@MedRedDad tweets, "I'm surprised to see $MNKD holding so well above $3.50. Any chance mgmt tries to squeeze in an offering pre-FDA meeting?"
Joan B. emails, "Hey Adam, now that there is nothing left for Transcept Pharmaceuticals(TSPT) but to wait for the FDA decision on July 14, 2011, you don't need to write at length about it, I just want to know your odds about its approval knowing that all the information about Intermezzo is out, come on just state for the record your odds on this one." You want a number? OK, I say Intermezzo, the middle-of-the-night sleeping pill, has a 65% chance of being approved on July 14. I might be willing to pump up that probability to 70-75% except the middle-of-the-night dosing -- a method of administration for a sleeping pill never before approved by FDA -- adds another level of risk. Transcept appears to have compiled all the data needed to respond to FDA concerns raised last year. That's comforting, but then, this is the safety-crazy, reverse-course, goalpost-moving FDA we're talking about, so really, anything can happen.
Mark B. knows how to rile me up, writing, "Adam, your favorite company just issued a letter to shareholders." Yes! The Cel-Sci (CVM - Get Report) shareholder letter, authored by CEO Geert Kersten and Chairman Maximilian de Clara, is an instant classic. Hey guys, any chance of getting a personalized copy? I'd love to frame it for my Biotech Wall of Shame. Geert and Max devote most of the letter discussing the phase III clinical trial of Multikine in head and neck cancer patients. "We have started the study in the U.S.," the men say. Yet, nowhere in the letter does it explicitly state that patient(s) have been enrolled and are receiving treatment. "Starting" the Multikine study is OK, but certainly not as important as enrolling real patients. Has that happened yet? If so, why can't Cel-Sci simply and directly inform investors?
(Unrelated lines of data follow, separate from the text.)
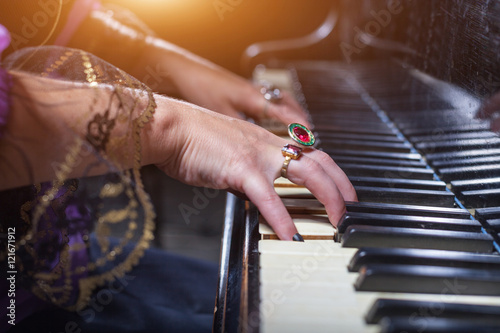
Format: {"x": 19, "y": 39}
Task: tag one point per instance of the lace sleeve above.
{"x": 54, "y": 221}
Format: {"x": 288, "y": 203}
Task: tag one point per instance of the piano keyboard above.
{"x": 419, "y": 252}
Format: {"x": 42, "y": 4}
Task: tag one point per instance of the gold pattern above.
{"x": 136, "y": 210}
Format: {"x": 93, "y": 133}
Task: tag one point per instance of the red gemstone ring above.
{"x": 301, "y": 134}
{"x": 290, "y": 152}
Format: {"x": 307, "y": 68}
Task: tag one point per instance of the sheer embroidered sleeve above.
{"x": 54, "y": 222}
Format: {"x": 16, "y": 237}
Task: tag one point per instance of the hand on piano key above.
{"x": 220, "y": 152}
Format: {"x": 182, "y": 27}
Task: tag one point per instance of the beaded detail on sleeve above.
{"x": 56, "y": 221}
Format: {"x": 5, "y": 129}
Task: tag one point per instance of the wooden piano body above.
{"x": 406, "y": 106}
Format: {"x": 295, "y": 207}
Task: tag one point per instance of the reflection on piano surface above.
{"x": 409, "y": 114}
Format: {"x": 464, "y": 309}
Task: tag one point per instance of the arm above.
{"x": 171, "y": 70}
{"x": 190, "y": 143}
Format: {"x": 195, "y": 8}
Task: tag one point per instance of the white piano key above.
{"x": 300, "y": 293}
{"x": 312, "y": 226}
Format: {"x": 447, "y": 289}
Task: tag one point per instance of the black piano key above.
{"x": 474, "y": 184}
{"x": 430, "y": 130}
{"x": 454, "y": 145}
{"x": 462, "y": 154}
{"x": 384, "y": 307}
{"x": 379, "y": 161}
{"x": 481, "y": 198}
{"x": 493, "y": 225}
{"x": 483, "y": 214}
{"x": 356, "y": 170}
{"x": 466, "y": 162}
{"x": 325, "y": 136}
{"x": 408, "y": 221}
{"x": 355, "y": 127}
{"x": 324, "y": 114}
{"x": 391, "y": 147}
{"x": 376, "y": 154}
{"x": 432, "y": 185}
{"x": 435, "y": 325}
{"x": 398, "y": 209}
{"x": 428, "y": 279}
{"x": 423, "y": 257}
{"x": 470, "y": 172}
{"x": 374, "y": 236}
{"x": 405, "y": 196}
{"x": 313, "y": 206}
{"x": 453, "y": 136}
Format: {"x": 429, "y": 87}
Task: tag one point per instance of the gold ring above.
{"x": 290, "y": 152}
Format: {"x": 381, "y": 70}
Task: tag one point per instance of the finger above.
{"x": 287, "y": 115}
{"x": 261, "y": 192}
{"x": 336, "y": 173}
{"x": 309, "y": 173}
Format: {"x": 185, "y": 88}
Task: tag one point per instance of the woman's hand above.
{"x": 212, "y": 150}
{"x": 196, "y": 80}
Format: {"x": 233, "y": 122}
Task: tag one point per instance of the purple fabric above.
{"x": 5, "y": 81}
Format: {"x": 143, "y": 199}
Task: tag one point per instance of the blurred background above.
{"x": 220, "y": 30}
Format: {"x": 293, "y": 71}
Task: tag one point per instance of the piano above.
{"x": 405, "y": 103}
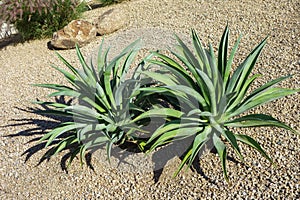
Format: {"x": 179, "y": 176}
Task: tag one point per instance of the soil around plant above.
{"x": 134, "y": 178}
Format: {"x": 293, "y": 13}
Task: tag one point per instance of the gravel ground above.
{"x": 155, "y": 21}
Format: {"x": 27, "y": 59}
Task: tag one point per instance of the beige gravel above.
{"x": 155, "y": 21}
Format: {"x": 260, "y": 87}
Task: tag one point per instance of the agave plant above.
{"x": 104, "y": 110}
{"x": 209, "y": 100}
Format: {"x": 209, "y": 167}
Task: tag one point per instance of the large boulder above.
{"x": 111, "y": 21}
{"x": 78, "y": 32}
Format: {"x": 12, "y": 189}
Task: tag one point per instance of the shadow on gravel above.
{"x": 41, "y": 127}
{"x": 10, "y": 40}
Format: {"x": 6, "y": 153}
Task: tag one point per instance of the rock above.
{"x": 76, "y": 32}
{"x": 110, "y": 21}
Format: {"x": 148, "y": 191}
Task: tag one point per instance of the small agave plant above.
{"x": 104, "y": 112}
{"x": 209, "y": 100}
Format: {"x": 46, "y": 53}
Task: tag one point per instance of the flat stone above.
{"x": 111, "y": 21}
{"x": 78, "y": 32}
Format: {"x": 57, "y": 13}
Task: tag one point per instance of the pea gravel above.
{"x": 154, "y": 22}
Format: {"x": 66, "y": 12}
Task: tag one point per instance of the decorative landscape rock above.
{"x": 78, "y": 32}
{"x": 110, "y": 21}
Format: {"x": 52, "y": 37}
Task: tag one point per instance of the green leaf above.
{"x": 226, "y": 76}
{"x": 212, "y": 92}
{"x": 251, "y": 142}
{"x": 241, "y": 95}
{"x": 243, "y": 71}
{"x": 221, "y": 149}
{"x": 222, "y": 52}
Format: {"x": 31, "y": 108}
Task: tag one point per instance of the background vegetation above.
{"x": 36, "y": 19}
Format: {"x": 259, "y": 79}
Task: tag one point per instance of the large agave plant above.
{"x": 209, "y": 100}
{"x": 104, "y": 108}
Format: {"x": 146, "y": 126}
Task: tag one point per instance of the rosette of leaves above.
{"x": 210, "y": 100}
{"x": 104, "y": 112}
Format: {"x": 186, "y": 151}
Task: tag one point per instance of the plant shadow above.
{"x": 42, "y": 127}
{"x": 10, "y": 40}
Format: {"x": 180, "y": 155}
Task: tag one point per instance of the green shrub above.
{"x": 210, "y": 101}
{"x": 193, "y": 96}
{"x": 105, "y": 113}
{"x": 109, "y": 2}
{"x": 39, "y": 19}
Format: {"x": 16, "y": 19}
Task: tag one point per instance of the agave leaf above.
{"x": 73, "y": 155}
{"x": 202, "y": 59}
{"x": 82, "y": 153}
{"x": 251, "y": 142}
{"x": 241, "y": 74}
{"x": 222, "y": 52}
{"x": 226, "y": 76}
{"x": 258, "y": 120}
{"x": 212, "y": 92}
{"x": 239, "y": 96}
{"x": 215, "y": 77}
{"x": 221, "y": 149}
{"x": 230, "y": 137}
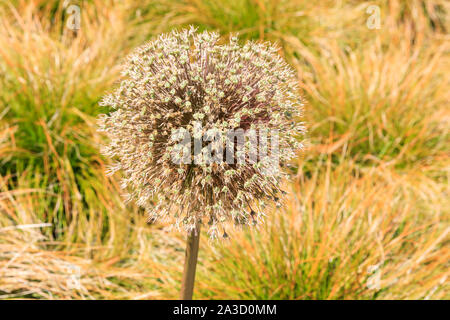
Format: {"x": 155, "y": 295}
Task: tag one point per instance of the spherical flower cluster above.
{"x": 189, "y": 84}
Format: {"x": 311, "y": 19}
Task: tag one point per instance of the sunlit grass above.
{"x": 368, "y": 199}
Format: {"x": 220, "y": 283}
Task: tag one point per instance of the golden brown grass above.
{"x": 368, "y": 201}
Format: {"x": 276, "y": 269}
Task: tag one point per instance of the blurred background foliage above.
{"x": 367, "y": 216}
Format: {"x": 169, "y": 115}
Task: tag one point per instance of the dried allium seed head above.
{"x": 187, "y": 80}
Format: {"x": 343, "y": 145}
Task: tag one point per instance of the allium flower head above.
{"x": 187, "y": 84}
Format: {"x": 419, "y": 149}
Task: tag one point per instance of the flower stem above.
{"x": 190, "y": 264}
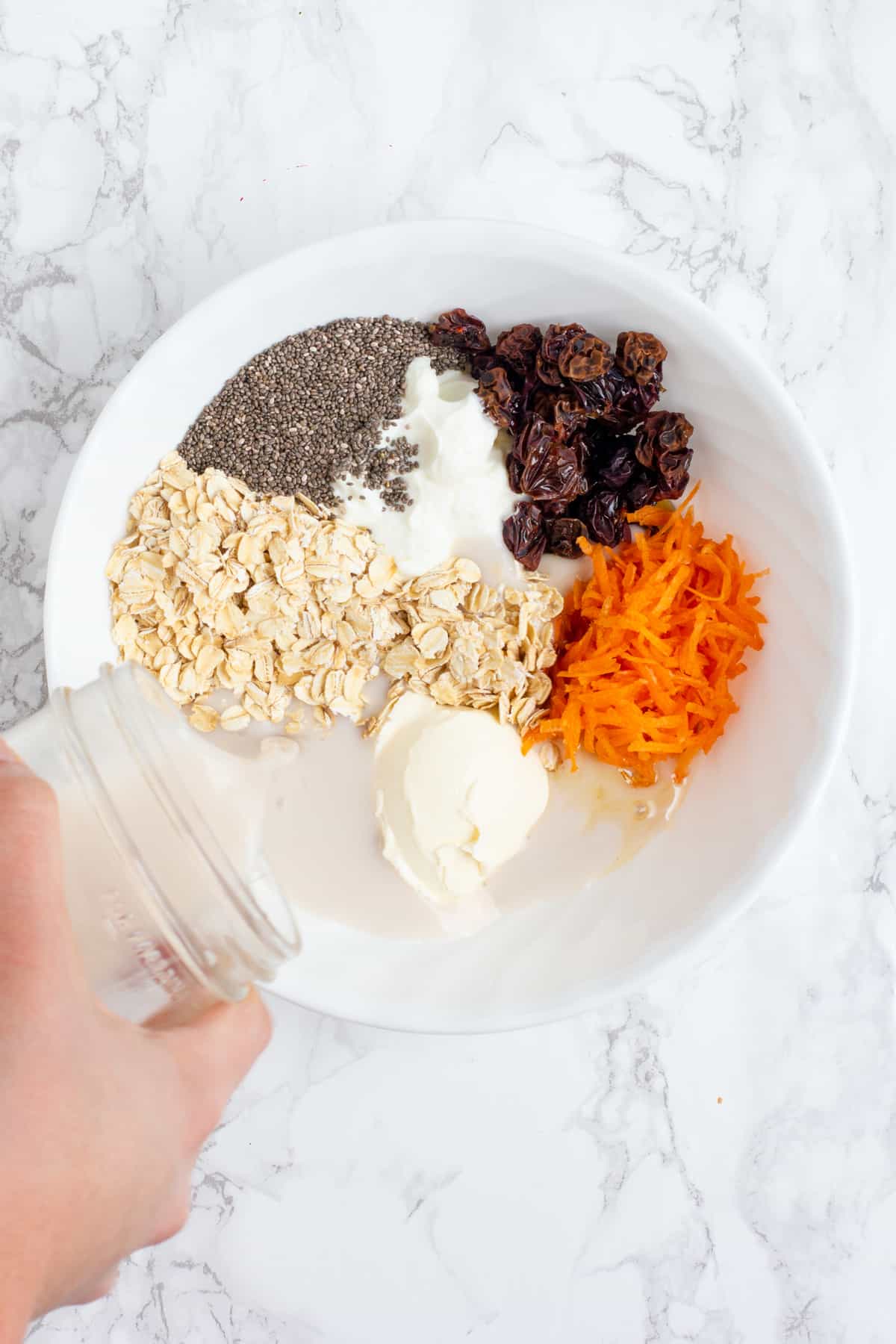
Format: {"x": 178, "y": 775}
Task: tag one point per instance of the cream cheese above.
{"x": 455, "y": 799}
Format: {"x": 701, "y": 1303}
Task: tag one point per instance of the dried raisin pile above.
{"x": 588, "y": 444}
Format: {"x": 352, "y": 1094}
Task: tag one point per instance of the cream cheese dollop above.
{"x": 455, "y": 799}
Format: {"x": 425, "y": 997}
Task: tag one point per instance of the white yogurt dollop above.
{"x": 455, "y": 799}
{"x": 460, "y": 492}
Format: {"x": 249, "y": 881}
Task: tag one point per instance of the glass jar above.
{"x": 171, "y": 900}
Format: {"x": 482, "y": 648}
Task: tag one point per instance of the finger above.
{"x": 33, "y": 914}
{"x": 92, "y": 1292}
{"x": 214, "y": 1054}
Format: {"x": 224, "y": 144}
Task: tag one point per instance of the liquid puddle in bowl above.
{"x": 323, "y": 843}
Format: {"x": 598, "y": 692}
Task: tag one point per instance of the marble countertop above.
{"x": 714, "y": 1159}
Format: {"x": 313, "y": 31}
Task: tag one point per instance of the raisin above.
{"x": 519, "y": 347}
{"x": 524, "y": 534}
{"x": 499, "y": 396}
{"x": 640, "y": 355}
{"x": 554, "y": 470}
{"x": 583, "y": 358}
{"x": 603, "y": 515}
{"x": 460, "y": 329}
{"x": 563, "y": 537}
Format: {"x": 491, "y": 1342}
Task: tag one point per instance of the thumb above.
{"x": 33, "y": 915}
{"x": 214, "y": 1054}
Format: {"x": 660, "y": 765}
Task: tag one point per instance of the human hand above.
{"x": 101, "y": 1120}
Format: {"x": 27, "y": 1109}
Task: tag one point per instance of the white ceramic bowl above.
{"x": 762, "y": 480}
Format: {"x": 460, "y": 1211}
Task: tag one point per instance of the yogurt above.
{"x": 460, "y": 492}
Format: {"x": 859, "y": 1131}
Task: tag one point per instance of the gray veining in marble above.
{"x": 712, "y": 1160}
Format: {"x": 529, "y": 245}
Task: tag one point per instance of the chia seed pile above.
{"x": 309, "y": 411}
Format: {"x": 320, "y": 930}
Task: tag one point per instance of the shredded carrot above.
{"x": 648, "y": 647}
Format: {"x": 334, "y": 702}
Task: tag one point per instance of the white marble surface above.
{"x": 715, "y": 1159}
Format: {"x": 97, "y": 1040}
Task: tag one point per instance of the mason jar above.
{"x": 171, "y": 900}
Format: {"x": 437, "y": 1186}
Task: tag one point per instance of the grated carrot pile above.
{"x": 648, "y": 647}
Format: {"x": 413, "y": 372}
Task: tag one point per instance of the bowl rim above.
{"x": 689, "y": 942}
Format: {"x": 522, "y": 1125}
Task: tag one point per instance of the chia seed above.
{"x": 309, "y": 411}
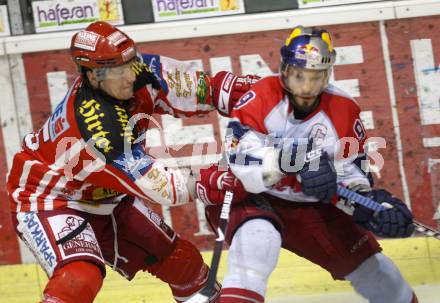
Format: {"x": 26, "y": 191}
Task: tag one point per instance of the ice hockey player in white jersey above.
{"x": 288, "y": 151}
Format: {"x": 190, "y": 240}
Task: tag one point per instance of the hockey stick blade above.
{"x": 376, "y": 206}
{"x": 209, "y": 289}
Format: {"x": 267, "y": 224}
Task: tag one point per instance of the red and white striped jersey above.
{"x": 87, "y": 157}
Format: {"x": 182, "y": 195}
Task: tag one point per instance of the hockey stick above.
{"x": 209, "y": 289}
{"x": 376, "y": 206}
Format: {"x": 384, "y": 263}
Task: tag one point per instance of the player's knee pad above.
{"x": 77, "y": 281}
{"x": 253, "y": 255}
{"x": 379, "y": 280}
{"x": 184, "y": 270}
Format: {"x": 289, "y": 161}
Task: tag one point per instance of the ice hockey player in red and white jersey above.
{"x": 294, "y": 137}
{"x": 78, "y": 186}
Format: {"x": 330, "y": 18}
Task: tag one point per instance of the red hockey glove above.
{"x": 213, "y": 183}
{"x": 227, "y": 89}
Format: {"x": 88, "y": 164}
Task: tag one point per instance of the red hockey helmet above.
{"x": 101, "y": 45}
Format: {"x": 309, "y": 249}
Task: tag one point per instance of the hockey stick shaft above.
{"x": 376, "y": 206}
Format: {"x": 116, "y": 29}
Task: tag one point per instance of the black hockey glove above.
{"x": 394, "y": 222}
{"x": 314, "y": 168}
{"x": 144, "y": 76}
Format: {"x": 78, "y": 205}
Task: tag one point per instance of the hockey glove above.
{"x": 213, "y": 183}
{"x": 313, "y": 167}
{"x": 394, "y": 222}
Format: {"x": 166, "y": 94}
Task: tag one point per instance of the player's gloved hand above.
{"x": 228, "y": 88}
{"x": 144, "y": 76}
{"x": 394, "y": 222}
{"x": 313, "y": 166}
{"x": 214, "y": 183}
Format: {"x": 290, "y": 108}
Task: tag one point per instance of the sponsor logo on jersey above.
{"x": 91, "y": 111}
{"x": 83, "y": 243}
{"x": 245, "y": 99}
{"x": 117, "y": 38}
{"x": 58, "y": 122}
{"x": 128, "y": 54}
{"x": 86, "y": 40}
{"x": 359, "y": 129}
{"x": 227, "y": 82}
{"x": 318, "y": 134}
{"x": 180, "y": 82}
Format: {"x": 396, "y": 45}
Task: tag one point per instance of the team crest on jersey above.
{"x": 318, "y": 134}
{"x": 245, "y": 99}
{"x": 74, "y": 236}
{"x": 86, "y": 40}
{"x": 58, "y": 123}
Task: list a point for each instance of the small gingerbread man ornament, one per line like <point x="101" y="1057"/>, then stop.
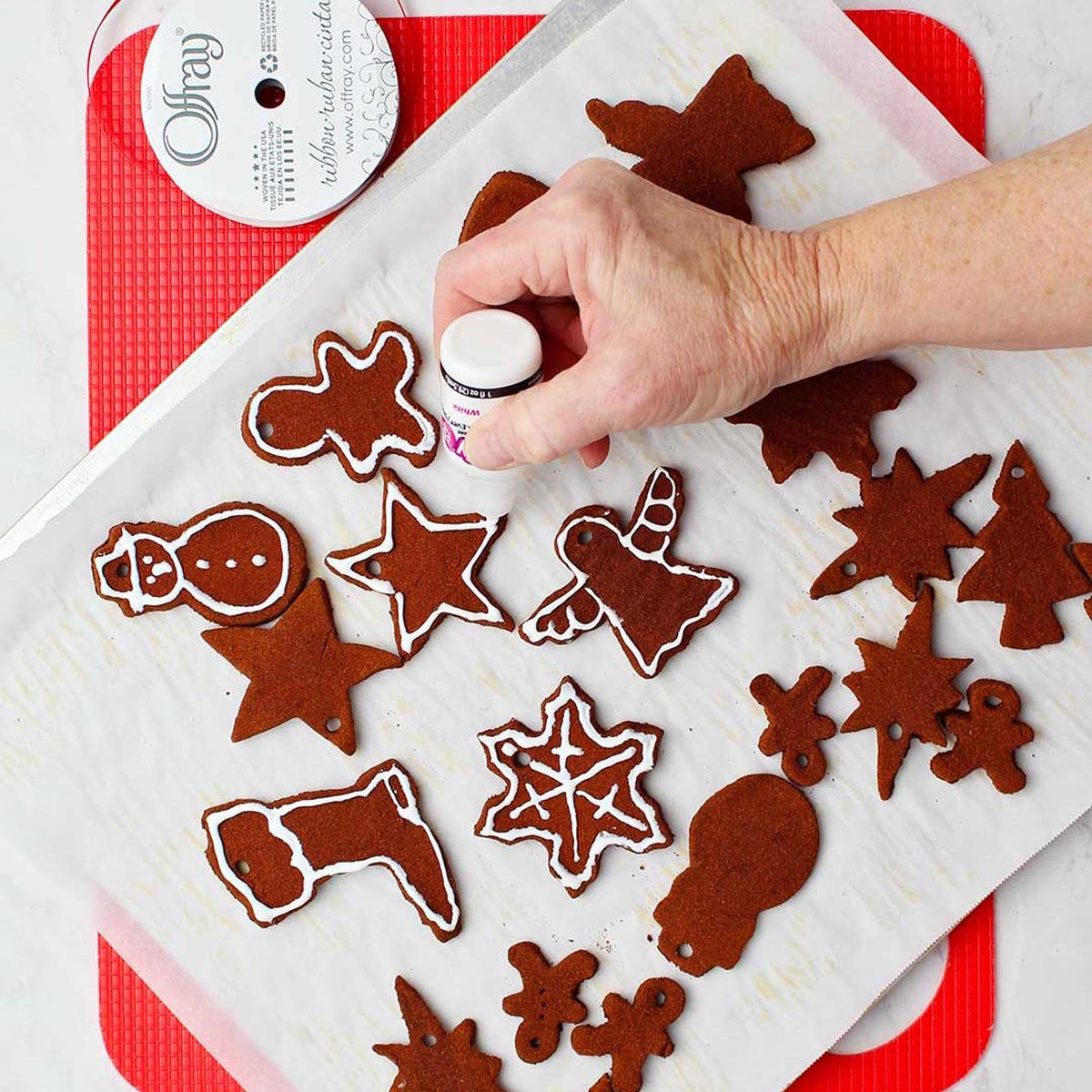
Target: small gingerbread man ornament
<point x="987" y="736"/>
<point x="795" y="725"/>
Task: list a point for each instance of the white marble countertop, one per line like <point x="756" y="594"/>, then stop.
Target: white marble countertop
<point x="1038" y="86"/>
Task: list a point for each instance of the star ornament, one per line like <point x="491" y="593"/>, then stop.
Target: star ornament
<point x="904" y="693"/>
<point x="572" y="786"/>
<point x="299" y="669"/>
<point x="426" y="565"/>
<point x="905" y="527"/>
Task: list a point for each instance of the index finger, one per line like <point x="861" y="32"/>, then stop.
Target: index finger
<point x="522" y="258"/>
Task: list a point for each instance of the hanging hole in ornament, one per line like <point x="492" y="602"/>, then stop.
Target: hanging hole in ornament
<point x="268" y="94"/>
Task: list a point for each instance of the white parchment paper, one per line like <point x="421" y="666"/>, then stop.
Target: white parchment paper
<point x="116" y="732"/>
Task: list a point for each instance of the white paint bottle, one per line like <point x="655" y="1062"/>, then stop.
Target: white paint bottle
<point x="486" y="356"/>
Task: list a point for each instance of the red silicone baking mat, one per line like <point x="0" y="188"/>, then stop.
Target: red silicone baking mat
<point x="163" y="274"/>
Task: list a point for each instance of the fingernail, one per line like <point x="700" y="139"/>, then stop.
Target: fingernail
<point x="485" y="450"/>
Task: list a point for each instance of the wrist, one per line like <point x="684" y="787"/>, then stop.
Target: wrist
<point x="857" y="292"/>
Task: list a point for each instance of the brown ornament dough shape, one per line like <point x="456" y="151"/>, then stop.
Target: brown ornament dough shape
<point x="547" y="998"/>
<point x="1026" y="562"/>
<point x="629" y="578"/>
<point x="436" y="1059"/>
<point x="427" y="565"/>
<point x="500" y="199"/>
<point x="795" y="726"/>
<point x="905" y="527"/>
<point x="732" y="126"/>
<point x="299" y="669"/>
<point x="238" y="563"/>
<point x="753" y="846"/>
<point x="634" y="1031"/>
<point x="987" y="735"/>
<point x="572" y="786"/>
<point x="829" y="413"/>
<point x="904" y="693"/>
<point x="252" y="847"/>
<point x="356" y="404"/>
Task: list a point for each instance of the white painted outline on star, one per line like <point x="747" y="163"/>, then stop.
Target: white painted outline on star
<point x="347" y="565"/>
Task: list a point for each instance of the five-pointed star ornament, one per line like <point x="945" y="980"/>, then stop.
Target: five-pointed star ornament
<point x="905" y="527"/>
<point x="572" y="786"/>
<point x="904" y="693"/>
<point x="427" y="565"/>
<point x="299" y="669"/>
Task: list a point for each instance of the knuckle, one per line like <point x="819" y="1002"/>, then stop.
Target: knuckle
<point x="530" y="440"/>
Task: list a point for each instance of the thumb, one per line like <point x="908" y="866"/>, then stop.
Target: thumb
<point x="567" y="412"/>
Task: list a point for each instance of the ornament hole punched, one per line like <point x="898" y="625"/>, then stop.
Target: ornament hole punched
<point x="270" y="94"/>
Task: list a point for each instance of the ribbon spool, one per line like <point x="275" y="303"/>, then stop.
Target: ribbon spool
<point x="270" y="113"/>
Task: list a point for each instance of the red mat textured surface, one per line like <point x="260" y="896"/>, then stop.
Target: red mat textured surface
<point x="164" y="274"/>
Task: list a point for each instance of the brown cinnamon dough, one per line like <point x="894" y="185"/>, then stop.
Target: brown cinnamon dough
<point x="753" y="846"/>
<point x="795" y="726"/>
<point x="634" y="1031"/>
<point x="500" y="199"/>
<point x="987" y="735"/>
<point x="905" y="527"/>
<point x="1026" y="561"/>
<point x="547" y="998"/>
<point x="436" y="1058"/>
<point x="733" y="125"/>
<point x="904" y="692"/>
<point x="831" y="413"/>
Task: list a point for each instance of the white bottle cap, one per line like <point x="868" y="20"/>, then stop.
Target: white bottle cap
<point x="485" y="358"/>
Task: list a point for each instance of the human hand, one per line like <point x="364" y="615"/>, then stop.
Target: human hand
<point x="653" y="311"/>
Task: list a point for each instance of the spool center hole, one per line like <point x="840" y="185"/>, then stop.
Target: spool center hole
<point x="268" y="94"/>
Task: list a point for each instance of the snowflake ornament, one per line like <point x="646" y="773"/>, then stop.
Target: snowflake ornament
<point x="572" y="786"/>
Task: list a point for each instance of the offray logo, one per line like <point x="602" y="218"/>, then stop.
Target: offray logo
<point x="191" y="132"/>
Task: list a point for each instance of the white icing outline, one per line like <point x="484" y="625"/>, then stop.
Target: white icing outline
<point x="383" y="774"/>
<point x="407" y="639"/>
<point x="140" y="600"/>
<point x="383" y="445"/>
<point x="621" y="743"/>
<point x="535" y="632"/>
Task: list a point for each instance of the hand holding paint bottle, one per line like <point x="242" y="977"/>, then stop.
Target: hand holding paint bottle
<point x="485" y="358"/>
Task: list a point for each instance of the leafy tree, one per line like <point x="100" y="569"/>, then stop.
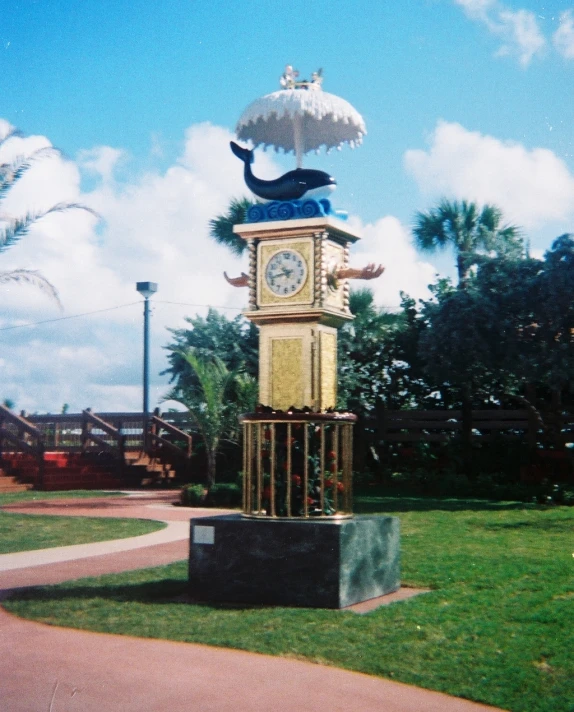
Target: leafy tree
<point x="364" y="356"/>
<point x="12" y="228"/>
<point x="512" y="325"/>
<point x="470" y="231"/>
<point x="234" y="341"/>
<point x="221" y="227"/>
<point x="214" y="398"/>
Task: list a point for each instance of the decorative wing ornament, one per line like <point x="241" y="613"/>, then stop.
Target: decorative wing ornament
<point x="241" y="281"/>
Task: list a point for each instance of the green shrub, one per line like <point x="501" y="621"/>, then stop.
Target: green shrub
<point x="224" y="494"/>
<point x="193" y="496"/>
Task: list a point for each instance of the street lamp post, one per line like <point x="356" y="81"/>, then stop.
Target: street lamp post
<point x="146" y="289"/>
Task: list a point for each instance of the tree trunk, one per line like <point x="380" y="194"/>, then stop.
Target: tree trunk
<point x="211" y="463"/>
<point x="467" y="431"/>
<point x="462" y="272"/>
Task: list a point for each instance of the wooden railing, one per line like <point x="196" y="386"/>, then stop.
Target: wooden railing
<point x="442" y="426"/>
<point x="21" y="436"/>
<point x="158" y="426"/>
<point x="97" y="431"/>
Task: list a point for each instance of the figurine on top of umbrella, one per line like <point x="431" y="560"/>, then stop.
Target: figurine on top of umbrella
<point x="298" y="118"/>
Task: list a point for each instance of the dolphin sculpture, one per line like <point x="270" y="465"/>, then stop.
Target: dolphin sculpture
<point x="302" y="182"/>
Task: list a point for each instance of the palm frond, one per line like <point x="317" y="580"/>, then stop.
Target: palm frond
<point x="15" y="228"/>
<point x="221" y="227"/>
<point x="10" y="173"/>
<point x="33" y="277"/>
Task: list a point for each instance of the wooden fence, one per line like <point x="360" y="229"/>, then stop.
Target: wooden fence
<point x="443" y="426"/>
A quick check of ClinicalTrials.gov still shows just one medical center in the U.S. signed up to enroll patients in the Multikine study. Just one? No matter, say Geert and Max in their letter, because the phase III trial will "enroll patients from nine countries in three continents. This gives the data a lot of weight and allows us to apply for marketing approval in many places in the world."